There is speculation of the move resulting in inflation. On the contrary, if it results in reduction of currency in circulation (CIC), it may actually lead to fall in prices. We will have wait and see what will happen to CIC in the next three months.

One of the stated objectives of DeMo was to curb the prevalence of black money in high value currency. However, the government did not anticipate that it had to quickly remonetize the economy as absence of cash was causing massive hardships and disruptions. Therefore, as an emergency and perhaps as an interim measure, it undertook printing of Rs 2000 currency though it was in contradiction to its stated objective.

Hence, these notes accounted for Rs.6.57 lakh crores or over 50 per cent of the total cash with public in 2016-17. It reached its peak in 2017-18 with Rs 6.73 lakh crores; subsequently, it has come down to Rs 3.62 lakh crores in 2022-23. The printing of the notes was stopped in 2018-19 itself. Clearly, the withdrawal was planned since then but was never spelt out in clear terms. As a result, individuals and institutions began hoarding Rs 2000 notes. 

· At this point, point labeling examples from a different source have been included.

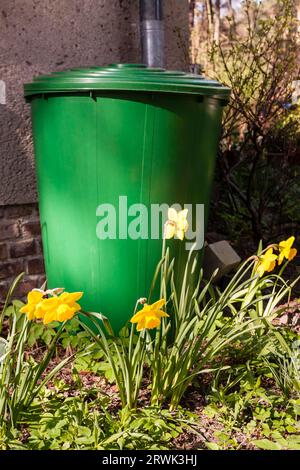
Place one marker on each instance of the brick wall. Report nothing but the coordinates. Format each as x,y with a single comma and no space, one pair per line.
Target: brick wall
20,248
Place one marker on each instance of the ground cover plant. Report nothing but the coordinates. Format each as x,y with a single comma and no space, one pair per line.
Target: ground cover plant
198,367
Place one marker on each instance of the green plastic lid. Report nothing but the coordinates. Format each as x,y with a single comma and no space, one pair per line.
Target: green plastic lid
126,77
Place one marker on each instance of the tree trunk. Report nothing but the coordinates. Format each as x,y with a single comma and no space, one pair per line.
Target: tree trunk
209,10
216,19
231,14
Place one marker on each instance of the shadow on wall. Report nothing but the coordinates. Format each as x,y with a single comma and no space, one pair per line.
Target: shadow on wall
16,170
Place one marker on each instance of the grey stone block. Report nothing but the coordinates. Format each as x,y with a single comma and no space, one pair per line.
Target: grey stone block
219,255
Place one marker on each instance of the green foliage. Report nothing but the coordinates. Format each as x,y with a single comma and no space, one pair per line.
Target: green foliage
21,377
258,167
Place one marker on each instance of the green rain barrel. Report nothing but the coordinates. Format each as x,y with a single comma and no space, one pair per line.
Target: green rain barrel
110,144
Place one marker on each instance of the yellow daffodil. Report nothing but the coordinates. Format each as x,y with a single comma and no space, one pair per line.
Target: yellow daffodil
150,316
176,224
62,307
286,250
56,308
266,262
34,303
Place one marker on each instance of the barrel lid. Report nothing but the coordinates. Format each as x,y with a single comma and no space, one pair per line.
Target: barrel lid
126,77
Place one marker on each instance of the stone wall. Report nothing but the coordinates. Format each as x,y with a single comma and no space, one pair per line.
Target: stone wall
20,248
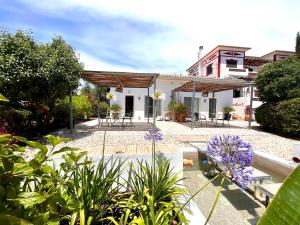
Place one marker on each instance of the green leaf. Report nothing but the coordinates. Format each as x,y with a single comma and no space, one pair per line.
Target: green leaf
12,220
53,140
284,209
41,218
3,99
73,219
29,199
24,168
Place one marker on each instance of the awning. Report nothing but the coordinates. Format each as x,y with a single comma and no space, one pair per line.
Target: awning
119,79
255,61
203,84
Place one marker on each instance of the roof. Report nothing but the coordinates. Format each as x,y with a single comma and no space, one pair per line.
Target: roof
203,84
279,52
220,47
255,61
119,79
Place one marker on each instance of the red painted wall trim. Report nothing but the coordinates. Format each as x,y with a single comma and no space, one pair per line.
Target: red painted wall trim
219,64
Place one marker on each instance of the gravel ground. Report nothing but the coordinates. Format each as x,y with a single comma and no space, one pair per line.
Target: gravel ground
87,136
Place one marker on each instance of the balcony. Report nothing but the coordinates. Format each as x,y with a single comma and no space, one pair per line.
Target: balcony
238,73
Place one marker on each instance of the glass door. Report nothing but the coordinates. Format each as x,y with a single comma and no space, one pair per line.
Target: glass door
212,107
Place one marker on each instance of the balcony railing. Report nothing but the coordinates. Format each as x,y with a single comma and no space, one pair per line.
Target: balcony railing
234,72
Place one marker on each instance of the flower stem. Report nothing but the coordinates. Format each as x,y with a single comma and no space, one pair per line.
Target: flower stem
216,200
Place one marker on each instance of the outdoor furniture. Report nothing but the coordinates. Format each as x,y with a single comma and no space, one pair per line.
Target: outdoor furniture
258,176
269,190
116,119
199,118
127,117
104,119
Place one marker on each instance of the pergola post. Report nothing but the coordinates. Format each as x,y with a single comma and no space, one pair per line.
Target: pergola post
154,104
148,105
98,107
193,105
251,102
214,113
71,111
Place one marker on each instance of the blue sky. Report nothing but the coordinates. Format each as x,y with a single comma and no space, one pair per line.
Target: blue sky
155,36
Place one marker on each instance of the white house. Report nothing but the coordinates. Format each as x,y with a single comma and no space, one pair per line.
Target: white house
231,61
223,66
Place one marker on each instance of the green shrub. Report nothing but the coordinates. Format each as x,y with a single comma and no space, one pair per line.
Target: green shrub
18,120
82,109
228,109
279,80
265,115
282,117
104,108
180,108
288,114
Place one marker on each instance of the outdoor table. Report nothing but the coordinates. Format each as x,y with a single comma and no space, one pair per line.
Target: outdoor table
269,190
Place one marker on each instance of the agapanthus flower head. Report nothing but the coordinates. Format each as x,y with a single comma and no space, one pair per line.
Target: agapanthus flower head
110,96
158,95
153,135
235,155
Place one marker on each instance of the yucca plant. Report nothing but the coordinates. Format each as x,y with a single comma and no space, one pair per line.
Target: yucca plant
91,190
154,195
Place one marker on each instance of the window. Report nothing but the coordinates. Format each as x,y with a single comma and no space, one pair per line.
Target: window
188,104
209,69
231,63
236,93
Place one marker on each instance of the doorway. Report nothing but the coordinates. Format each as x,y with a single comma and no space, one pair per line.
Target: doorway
129,103
212,107
148,111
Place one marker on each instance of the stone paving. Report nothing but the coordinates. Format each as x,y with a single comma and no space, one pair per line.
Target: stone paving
88,136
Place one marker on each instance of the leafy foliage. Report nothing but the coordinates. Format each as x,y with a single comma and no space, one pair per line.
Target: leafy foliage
115,108
155,194
282,117
82,109
279,80
92,93
39,73
297,48
27,183
284,209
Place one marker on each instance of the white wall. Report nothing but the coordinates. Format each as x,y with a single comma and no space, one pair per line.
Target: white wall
223,98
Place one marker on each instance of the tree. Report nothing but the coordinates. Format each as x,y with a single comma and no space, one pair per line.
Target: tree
33,76
34,72
297,49
279,80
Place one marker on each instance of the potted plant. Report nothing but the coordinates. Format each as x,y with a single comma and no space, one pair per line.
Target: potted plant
180,112
171,113
115,110
227,112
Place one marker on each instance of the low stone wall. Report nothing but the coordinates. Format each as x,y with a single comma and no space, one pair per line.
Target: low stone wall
279,166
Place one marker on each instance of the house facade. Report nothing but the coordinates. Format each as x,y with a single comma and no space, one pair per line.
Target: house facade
221,63
232,61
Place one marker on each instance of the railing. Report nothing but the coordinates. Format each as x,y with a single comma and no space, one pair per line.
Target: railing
235,72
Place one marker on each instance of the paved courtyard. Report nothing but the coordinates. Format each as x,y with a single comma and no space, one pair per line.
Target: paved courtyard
89,137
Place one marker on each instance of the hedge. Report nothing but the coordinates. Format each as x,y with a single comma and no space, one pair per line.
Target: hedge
282,117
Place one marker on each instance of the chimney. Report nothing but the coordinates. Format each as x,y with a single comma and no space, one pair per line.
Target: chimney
200,51
199,73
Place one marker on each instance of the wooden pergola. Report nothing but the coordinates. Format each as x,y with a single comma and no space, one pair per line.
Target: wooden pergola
120,80
212,85
255,61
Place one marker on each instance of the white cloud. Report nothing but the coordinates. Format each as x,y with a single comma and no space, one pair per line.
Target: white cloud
93,63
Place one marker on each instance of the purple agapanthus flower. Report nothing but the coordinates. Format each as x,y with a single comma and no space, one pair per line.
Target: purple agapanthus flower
153,135
235,155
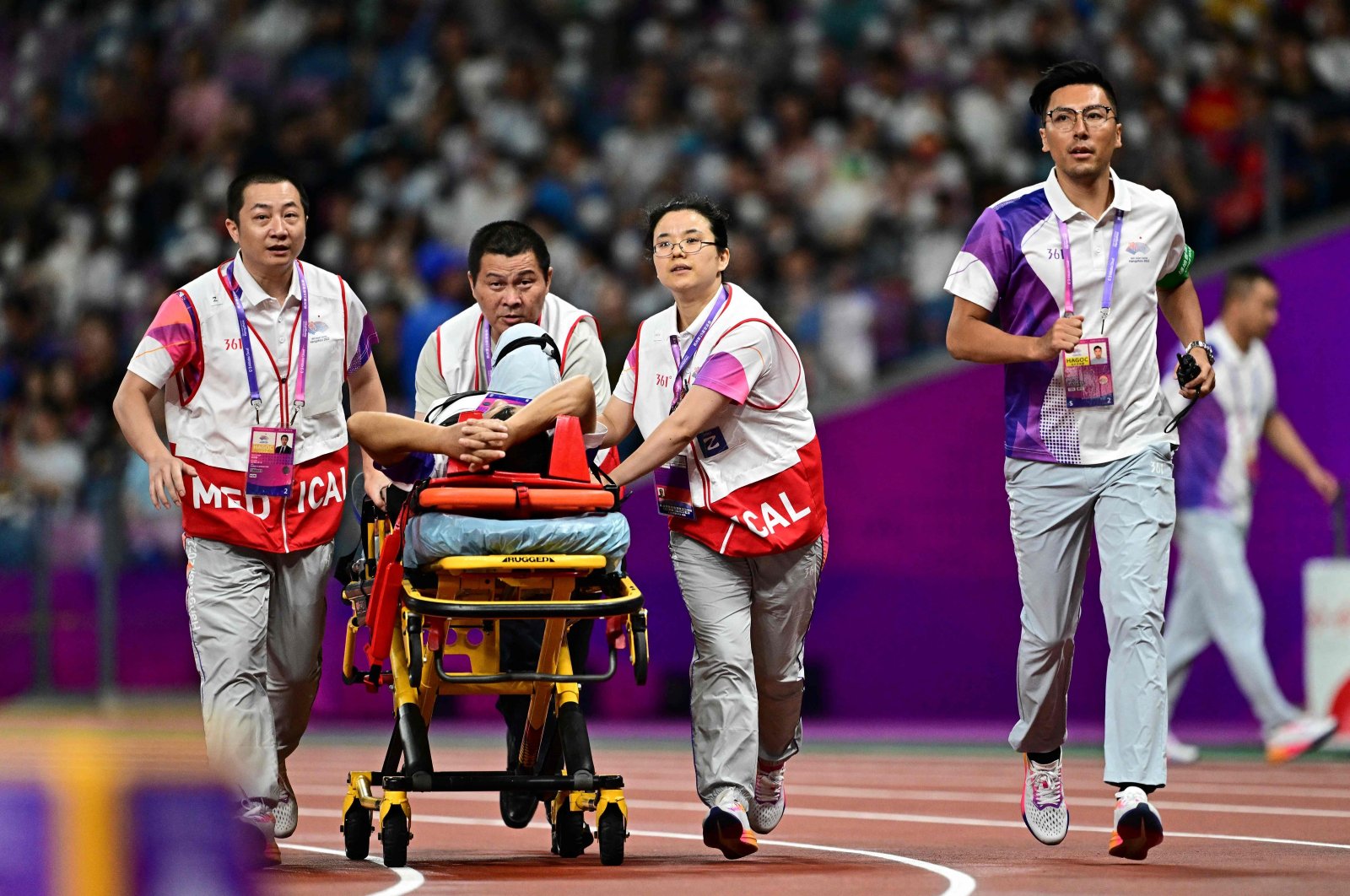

Since there isn’t enough clarity on certain issues of note withdrawal, it has given rise to speculative reactions. A section of the press has reported that the Rs 2000 notes withdrawal is linked to the problem of fake currency. India is facing a deluge of counterfeit currency mostly smuggled into India from Pakistan and Bangladesh. Of late surveillance has increased after treaties have been signed with Nepal and Bangladesh.

The RBI Annual Report 2021-22 indicates that fake currency in denominations of Rs 500 and Rs 2,000 jumped up by 101.9 per cent  and 54.6 pder cent respectively when compared with the previous year. What happened to the claim that the new notes are not easy to copy?

In fact, the government announced new feature in RS 2000 notes that was supposed to improve the safety factor. If that is indeed the reason for withdrawal, then what happens to Rs 500 notes where the fake notes printing has gone up by over 100 per cent in a year?

It appears that the reason for withdrawal is more political than economic. As there are elections in five states later in this year and the general elections in the next, this school of thought is further reinforced. If it is so, it raises a disturbing question of the role of RBI that is supposed to be an autonomous institution.

DeMo, note withdrawal and such other events are unbecoming of a nation that is aspiring to take its currency places in international trade. Stability is the hallmark of a strong global currency. It is also the basic test of endurance at the international level. In the middle east,  currency exchanges in UAE are refusing to accept Indian rupees.

Some exchanges incurred losses in the 2016 DeMo exercise by the Indian government. Sending 2K notes to India is a cumbersome process and currency exchanges do not know whether the Rs 500 notes too will go the same way. Surely, such disruptions could be avoided with some proper planning and communication.

The author has four decades of experience in higher education teaching and research. He is the former first vice-chancellor of ISBM University, Chhattisgarh.